Saturday, April 6, 2013

Lovely New Trees and Such

There is a commercial fruit tree nursery not far from here.  Twice a year, they open their doors to the individual customer.  Most years, I kind of drive by the sign and don't think about it, but a couple of times we've gone down. 

Yesterday, I saw the sign as I drove by to work, and I called my husband to ask him if he'd go and pick up a Meyer lemon, a curry tree, and "anything else that looked good."  He came home with Mountain Apple, mulberry, clove, Meyer lemon, curry, Brazil plum (he forgot we had one and it isn't doing great), and white Sapote.  He also brought the sale list which,  when I perused it, indicated that there were also black pepper vine and fig, so we went back today, and also bought two more orange varieties and a couple of apple bananas, as well.  We have several varieties of banana, but apple bananas are a favorite. 

It's all pretty exciting.  They've had cinnamon in the past;  I was disappointed that they didn't have it this time, and the vanilla orchid looked pretty wonderful, but it was very expensive.  The clove and curry trees smell lovely.  We've bought curry in the past and found out that horses love it so much that they will eat the entire tree down to the ground - which is something you more expect from a goat than a horse! Now all I need to do is get some olena (turmeric) and I can have a mean curry - I do love curry. 

The sale cut a little into the greenhouse budget, but I think that having fruit and spice bearing trees (and a vine, in the case of the pepper) is a good tradeoff. 

Once we've planted all these, plus the lilikoi that I've sprouting in the small greenhouse, we'll have two kinds of lemons, a lime, four orange trees of various varities (some spring fruiting and some fall), grapefruit, tangerine, avocado, three or four kinds of bananas, curry, clove, pepper, Brazilian plum, acerola cherry, mulberry, fig, and Sapote.  Oh, and one apple that might make it, olives, and one mango that the sheep ate and we hope will recover.  If all of these fruit at different times, we'll be quite blessed with a variety of healthy food sources that need less maintenance than a seasonal garden, which sounds good with my nuts schedule.

I needed this plant sale to make up for a truly horrible week and having to get up at 3:15 am  this morning to get my son and his two friends to the bus for their Kona track meet.   Being able to go back to sleep until 8:00 (while horrifyingly lazy) and then being able to go to the fruit tree sale and actually being able to afford these trees was a real pick-me-up.  Plus, my husband has gotten a few little jobs in the last week, so I know there will be a bit more coming in. 

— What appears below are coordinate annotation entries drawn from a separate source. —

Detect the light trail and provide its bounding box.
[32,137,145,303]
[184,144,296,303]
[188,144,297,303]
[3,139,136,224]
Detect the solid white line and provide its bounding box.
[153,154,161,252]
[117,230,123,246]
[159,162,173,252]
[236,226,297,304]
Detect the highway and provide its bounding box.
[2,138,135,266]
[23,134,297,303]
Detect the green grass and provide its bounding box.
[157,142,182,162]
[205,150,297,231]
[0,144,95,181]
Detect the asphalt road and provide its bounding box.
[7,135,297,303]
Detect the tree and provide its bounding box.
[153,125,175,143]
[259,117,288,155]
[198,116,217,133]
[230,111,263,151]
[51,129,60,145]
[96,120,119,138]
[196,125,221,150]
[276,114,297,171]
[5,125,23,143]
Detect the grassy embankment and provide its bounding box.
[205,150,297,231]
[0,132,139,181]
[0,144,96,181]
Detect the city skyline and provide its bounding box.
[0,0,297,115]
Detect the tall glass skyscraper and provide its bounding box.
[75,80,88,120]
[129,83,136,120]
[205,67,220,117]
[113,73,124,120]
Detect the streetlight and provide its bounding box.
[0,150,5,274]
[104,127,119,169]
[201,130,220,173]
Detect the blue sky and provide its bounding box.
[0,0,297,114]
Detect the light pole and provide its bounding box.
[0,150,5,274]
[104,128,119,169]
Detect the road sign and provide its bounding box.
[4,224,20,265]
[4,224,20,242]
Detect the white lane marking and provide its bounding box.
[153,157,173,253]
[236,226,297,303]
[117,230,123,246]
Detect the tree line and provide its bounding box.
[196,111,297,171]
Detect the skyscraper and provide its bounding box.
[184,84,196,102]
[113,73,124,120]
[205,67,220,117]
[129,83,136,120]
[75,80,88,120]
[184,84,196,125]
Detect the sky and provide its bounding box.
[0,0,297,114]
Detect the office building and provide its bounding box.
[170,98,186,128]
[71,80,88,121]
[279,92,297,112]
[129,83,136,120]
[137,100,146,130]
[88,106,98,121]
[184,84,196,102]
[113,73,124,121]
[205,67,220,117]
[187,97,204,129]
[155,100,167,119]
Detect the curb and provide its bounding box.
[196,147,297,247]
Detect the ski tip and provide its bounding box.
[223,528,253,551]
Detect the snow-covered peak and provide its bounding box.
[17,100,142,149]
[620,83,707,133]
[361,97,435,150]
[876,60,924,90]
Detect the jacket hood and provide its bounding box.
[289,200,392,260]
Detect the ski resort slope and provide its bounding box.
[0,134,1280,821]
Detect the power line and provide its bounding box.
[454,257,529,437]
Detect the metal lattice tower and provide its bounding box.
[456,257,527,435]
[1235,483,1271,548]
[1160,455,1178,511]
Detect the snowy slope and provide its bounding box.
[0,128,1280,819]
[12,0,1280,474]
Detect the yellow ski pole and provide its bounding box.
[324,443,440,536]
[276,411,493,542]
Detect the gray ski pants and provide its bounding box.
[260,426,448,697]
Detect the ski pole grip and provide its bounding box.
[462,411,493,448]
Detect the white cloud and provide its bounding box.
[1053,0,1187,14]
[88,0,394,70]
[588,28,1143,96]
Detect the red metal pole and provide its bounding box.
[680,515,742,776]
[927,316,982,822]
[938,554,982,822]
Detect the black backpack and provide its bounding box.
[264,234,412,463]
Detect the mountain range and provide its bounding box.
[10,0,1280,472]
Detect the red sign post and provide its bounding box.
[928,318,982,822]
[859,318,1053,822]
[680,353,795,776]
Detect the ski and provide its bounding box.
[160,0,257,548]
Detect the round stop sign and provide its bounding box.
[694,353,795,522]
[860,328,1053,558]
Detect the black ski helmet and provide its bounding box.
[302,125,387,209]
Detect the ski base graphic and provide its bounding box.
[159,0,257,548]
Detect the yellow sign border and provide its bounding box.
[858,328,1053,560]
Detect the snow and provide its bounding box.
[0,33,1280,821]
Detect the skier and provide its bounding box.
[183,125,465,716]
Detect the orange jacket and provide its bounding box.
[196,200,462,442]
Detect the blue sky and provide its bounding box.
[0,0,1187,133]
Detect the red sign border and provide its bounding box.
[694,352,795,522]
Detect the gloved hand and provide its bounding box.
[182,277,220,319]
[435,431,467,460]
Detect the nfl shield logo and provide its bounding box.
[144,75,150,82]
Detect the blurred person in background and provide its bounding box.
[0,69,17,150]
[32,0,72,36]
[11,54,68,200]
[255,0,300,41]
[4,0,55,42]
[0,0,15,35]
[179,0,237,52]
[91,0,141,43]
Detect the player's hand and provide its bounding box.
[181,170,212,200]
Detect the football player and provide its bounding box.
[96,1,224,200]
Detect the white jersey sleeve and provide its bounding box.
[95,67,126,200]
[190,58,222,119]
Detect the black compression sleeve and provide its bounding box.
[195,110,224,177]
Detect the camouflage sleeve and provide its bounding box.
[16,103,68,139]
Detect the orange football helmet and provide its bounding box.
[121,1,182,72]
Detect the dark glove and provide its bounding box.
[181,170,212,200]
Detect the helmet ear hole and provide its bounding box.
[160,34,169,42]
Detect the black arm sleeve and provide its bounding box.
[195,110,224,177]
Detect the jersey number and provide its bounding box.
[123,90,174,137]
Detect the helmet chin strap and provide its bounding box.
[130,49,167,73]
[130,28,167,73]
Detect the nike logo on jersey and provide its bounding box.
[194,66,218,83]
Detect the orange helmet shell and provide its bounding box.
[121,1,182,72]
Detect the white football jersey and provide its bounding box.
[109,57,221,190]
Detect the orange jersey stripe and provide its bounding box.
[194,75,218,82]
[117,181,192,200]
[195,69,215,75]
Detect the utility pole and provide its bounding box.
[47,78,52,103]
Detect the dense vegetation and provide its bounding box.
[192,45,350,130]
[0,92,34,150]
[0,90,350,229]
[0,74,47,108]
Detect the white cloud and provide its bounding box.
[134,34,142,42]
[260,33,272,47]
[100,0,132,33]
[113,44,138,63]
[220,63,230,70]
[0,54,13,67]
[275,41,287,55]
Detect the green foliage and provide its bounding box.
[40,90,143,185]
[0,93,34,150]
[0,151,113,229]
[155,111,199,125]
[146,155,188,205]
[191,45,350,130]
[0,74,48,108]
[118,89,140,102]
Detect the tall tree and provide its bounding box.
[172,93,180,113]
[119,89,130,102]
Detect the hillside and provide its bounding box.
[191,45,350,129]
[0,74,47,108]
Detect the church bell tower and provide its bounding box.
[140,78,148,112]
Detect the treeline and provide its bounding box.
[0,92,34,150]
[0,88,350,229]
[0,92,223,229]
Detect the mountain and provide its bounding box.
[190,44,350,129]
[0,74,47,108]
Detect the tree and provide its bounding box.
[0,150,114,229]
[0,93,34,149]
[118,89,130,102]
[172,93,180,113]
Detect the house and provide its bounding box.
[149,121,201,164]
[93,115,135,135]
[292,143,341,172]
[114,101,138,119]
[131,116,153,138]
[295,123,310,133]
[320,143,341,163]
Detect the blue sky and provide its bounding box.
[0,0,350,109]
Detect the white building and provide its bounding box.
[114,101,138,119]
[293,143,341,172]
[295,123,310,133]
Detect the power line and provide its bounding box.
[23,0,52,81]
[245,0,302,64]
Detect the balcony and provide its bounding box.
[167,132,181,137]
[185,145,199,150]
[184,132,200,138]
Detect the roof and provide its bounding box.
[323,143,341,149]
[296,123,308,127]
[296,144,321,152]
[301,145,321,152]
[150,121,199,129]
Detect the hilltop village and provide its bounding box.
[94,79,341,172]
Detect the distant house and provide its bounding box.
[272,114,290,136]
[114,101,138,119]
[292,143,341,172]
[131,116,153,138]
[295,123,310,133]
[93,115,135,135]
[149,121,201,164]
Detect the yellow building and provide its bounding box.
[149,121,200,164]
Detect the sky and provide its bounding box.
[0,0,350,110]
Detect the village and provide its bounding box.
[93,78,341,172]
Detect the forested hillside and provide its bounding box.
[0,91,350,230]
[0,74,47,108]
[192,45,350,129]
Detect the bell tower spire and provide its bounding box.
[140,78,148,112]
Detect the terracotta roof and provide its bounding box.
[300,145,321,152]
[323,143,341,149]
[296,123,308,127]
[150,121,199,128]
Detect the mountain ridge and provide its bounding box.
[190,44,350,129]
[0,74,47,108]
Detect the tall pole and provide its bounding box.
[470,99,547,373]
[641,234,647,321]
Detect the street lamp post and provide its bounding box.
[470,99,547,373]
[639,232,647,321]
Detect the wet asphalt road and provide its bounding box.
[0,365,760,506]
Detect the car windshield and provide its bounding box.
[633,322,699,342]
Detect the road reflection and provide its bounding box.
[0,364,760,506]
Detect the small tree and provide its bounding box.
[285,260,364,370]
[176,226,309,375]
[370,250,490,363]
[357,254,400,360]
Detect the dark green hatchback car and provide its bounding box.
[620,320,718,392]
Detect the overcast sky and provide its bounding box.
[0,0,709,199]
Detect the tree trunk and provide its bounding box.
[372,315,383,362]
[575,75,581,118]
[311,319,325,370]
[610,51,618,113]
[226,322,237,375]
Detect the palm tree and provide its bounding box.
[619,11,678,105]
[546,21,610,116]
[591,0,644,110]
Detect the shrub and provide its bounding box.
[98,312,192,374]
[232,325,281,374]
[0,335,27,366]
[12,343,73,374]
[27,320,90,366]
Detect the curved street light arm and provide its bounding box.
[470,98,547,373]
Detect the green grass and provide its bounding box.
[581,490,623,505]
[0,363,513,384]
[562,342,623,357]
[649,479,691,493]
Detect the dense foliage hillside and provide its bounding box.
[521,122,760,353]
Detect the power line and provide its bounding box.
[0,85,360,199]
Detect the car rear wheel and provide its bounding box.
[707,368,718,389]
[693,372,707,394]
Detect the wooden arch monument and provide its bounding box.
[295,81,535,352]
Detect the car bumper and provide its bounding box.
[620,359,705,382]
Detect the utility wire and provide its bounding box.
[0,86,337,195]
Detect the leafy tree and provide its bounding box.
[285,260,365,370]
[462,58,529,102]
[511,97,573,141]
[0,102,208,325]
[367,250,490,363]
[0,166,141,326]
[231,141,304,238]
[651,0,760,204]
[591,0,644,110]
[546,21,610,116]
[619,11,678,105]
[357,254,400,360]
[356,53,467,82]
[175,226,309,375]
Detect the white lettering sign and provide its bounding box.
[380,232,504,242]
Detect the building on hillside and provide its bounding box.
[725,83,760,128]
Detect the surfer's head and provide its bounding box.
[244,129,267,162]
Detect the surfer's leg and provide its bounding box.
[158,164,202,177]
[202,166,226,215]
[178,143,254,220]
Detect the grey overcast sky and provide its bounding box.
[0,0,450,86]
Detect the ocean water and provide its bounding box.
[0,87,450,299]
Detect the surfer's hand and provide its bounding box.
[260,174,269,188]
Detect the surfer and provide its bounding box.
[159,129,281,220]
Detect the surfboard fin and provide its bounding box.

Well, enough talking about it - I need to get out there before it starts raining again.  One thing I learned at the fruit tree nursery is that I need to fertilize my citrus every month (or even every two weeks during rainy times) instead of every 3 months!  I also want to make a bunch of pancakes, waffles, and English muffins to throw in the freezer.  Time to get moving!


Daphne said...

How cool! I don't think I have ever seen spice trees at our local nurseries/farms - I am not even sure that I knew that black pepper grows on a vine or that there is a curry tree. You will have to post some pictures.

From Beyond My Kitchen Window said...

I can't imagine being able to have fresh fruit from my own yard. All the fruit we eat all winter is from hundreds of miles away. It different in the summer of course but here in New England the winters are brutal. I hope all you tress thrive.